At the same time, the CEO is candid about the work that lies ahead. “For us, there is still a great deal of work to be done and a great deal of jobs to be created,” he says. “We are creating hundreds of jobs, not thousands. We are not Ford Motor Company. Yet there is still an opportunity to do meaningful job creation within the parameters that we have established for ourselves in watches, jewellery and audio.

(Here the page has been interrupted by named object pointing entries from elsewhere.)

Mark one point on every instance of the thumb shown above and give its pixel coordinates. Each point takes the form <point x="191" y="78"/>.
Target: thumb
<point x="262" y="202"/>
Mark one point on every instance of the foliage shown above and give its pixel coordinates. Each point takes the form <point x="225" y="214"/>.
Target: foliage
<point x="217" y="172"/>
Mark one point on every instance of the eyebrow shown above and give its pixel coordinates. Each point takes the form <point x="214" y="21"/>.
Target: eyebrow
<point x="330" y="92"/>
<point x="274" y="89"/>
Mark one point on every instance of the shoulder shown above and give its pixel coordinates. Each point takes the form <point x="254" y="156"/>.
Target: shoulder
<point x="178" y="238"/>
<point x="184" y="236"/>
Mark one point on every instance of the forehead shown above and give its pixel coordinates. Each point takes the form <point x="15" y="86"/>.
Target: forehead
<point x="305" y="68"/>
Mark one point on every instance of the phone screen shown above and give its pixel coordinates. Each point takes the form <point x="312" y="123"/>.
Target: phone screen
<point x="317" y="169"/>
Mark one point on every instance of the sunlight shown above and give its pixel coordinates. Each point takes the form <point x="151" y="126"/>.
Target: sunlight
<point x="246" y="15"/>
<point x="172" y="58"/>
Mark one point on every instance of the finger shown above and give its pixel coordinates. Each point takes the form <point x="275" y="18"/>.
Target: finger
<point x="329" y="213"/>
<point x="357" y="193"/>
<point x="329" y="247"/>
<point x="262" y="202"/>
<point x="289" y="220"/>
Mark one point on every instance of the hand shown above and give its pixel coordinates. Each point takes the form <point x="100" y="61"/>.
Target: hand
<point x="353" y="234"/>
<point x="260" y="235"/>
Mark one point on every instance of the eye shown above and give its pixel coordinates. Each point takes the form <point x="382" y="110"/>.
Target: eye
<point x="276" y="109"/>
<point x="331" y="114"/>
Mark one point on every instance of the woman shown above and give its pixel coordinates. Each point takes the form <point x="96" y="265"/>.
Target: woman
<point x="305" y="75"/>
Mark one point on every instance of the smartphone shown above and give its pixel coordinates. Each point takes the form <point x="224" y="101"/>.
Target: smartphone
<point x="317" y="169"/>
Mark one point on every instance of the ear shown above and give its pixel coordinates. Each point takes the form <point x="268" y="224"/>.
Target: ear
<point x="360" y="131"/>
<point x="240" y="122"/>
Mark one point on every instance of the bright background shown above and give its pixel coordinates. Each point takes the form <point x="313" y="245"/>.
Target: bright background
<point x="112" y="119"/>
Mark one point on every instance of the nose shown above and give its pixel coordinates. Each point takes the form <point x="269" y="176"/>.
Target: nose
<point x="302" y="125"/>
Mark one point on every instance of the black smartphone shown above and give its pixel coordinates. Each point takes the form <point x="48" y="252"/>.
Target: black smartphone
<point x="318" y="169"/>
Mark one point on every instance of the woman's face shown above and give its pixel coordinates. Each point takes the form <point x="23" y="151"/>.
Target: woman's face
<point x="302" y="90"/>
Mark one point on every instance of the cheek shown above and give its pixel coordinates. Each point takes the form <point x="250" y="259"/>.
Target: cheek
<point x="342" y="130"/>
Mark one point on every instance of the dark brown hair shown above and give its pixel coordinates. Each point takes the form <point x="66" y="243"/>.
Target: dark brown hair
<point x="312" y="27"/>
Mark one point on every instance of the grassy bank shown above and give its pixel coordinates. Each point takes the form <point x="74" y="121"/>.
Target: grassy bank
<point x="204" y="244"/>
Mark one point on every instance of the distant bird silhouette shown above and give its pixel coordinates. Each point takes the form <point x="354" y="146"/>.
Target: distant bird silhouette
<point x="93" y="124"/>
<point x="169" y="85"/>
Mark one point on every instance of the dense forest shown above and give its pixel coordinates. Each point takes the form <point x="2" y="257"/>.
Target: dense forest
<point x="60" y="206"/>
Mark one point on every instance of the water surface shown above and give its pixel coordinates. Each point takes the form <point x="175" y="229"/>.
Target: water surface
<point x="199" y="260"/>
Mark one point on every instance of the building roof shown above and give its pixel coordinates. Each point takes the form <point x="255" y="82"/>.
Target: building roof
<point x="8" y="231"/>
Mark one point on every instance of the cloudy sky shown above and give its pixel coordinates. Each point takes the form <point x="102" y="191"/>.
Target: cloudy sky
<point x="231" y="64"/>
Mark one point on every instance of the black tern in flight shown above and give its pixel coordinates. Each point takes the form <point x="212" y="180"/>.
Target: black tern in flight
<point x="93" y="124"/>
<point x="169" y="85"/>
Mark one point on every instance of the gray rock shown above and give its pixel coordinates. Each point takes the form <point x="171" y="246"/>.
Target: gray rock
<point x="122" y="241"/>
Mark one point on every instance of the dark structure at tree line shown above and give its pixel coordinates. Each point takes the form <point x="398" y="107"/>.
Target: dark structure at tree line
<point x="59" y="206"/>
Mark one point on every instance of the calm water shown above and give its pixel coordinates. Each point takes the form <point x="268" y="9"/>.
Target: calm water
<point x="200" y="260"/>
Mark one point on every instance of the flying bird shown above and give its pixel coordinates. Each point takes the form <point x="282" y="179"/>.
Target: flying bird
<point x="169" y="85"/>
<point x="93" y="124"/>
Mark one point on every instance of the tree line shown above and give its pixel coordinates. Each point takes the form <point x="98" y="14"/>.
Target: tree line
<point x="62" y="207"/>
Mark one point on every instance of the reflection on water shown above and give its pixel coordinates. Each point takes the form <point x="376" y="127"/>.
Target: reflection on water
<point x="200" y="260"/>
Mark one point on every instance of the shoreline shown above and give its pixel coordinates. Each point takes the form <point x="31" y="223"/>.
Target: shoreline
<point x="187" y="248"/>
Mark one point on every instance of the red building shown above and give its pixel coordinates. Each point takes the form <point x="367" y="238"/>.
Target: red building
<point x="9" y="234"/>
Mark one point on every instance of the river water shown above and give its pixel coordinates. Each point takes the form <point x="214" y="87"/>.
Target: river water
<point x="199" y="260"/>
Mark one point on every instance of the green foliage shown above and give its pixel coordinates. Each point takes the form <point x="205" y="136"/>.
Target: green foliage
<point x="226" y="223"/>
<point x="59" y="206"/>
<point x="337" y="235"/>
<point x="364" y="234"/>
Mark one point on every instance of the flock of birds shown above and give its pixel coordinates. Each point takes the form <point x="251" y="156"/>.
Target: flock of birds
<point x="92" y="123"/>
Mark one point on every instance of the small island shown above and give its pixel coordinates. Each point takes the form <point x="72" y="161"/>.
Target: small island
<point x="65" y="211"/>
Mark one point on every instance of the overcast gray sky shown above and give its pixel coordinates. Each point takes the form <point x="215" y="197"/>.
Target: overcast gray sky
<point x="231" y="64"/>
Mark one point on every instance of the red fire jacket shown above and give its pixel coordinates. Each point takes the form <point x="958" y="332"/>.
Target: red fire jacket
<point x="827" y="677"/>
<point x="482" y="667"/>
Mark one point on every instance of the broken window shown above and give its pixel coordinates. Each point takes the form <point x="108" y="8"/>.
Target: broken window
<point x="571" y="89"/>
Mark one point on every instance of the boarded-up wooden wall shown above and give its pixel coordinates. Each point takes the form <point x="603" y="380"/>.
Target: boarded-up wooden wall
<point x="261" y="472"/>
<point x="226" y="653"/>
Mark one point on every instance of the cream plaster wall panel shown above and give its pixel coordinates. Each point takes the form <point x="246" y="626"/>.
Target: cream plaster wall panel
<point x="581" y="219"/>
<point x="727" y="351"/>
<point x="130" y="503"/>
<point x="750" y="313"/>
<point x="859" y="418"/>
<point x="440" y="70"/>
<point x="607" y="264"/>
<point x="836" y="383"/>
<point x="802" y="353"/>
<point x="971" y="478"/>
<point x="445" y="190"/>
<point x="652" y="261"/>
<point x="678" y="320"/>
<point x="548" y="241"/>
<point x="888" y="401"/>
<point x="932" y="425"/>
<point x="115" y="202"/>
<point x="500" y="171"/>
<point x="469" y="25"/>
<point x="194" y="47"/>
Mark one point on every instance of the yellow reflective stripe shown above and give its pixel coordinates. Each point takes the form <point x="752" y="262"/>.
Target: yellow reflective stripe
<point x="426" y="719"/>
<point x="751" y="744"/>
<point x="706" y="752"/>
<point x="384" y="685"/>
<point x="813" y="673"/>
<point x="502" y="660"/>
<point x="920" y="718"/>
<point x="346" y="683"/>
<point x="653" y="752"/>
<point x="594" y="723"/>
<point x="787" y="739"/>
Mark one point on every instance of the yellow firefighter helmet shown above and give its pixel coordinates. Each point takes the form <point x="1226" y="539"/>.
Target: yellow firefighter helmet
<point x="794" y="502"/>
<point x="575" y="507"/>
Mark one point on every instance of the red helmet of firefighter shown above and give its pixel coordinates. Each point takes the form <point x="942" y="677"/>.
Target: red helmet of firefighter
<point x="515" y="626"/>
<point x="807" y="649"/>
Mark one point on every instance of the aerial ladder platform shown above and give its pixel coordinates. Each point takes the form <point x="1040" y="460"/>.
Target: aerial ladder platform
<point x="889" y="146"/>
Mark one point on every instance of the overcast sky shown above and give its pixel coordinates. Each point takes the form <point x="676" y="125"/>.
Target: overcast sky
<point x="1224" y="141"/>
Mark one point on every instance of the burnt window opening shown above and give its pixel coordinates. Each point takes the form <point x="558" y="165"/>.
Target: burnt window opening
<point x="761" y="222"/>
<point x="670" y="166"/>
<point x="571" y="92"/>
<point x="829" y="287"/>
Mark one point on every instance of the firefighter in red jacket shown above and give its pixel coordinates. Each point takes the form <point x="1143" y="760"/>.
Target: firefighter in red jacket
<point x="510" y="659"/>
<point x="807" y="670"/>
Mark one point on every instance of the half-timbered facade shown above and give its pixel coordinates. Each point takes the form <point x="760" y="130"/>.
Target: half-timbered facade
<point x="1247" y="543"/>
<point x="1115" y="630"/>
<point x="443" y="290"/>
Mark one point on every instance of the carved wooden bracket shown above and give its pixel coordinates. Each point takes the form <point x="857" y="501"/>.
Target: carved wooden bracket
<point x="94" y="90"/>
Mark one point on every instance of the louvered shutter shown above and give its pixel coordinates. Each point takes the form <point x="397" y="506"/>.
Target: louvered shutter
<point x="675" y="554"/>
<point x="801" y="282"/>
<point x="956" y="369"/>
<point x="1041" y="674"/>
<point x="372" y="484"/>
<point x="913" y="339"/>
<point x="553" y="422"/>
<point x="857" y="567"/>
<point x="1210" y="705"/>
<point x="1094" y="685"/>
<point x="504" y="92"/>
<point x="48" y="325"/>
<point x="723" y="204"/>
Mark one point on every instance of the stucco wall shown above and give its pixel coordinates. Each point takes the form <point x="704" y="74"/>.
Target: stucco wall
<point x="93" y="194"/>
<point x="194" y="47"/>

“As we look at rolling out new product categories, we measure not only the margins on the product itself, but also how many jobs it helps us to create. I think that is a governing principle of ours that may or may not match up with what other companies look at.”
Thinking bigger
So what makes Detroit special? The investment is emotional as well as financial, Mr Lewand explains. “We all have a common commitment to our community, whether that’s folks from other parts of the country, or folks like me who were born and raised here and have been through tough times with the city and now are seeing some growth and good things happening after quite some time,” he says. “It’s about trying to embrace that and leverage it, so that those opportunities extend beyond just a few city blocks in the downtown area and into our neighbourhoods and really create a wide-ranging rebirth of the city.”
“The Detroit of 2017 and 2020 isn’t going to be the Detroit of the 1950s or the 1960s,” he continues. “It will be something new and different with energy of its own. I think that’s an incredibly powerful motivator for everybody who is a part of Shinola.”
Shinola currently runs 23 stores as far afield as Toronto and London, and aims to have more than 30 open by the end of 2017, less than four years after the launch of its first store. It has also partnered with Detroit billionaire Dan Gilbert in a major hospitality investment: the eight-floor Shinola Hotel, due to open in central Detroit in late 2018.
“The optimism that our workers display and the incredible reception the Detroit community has given us has inspired us to invest more time and resources than we ever imagined,” says Mr Lewand. “It really does drive us in ways that are as significant – or in some ways, more significant – than just the bottom line.”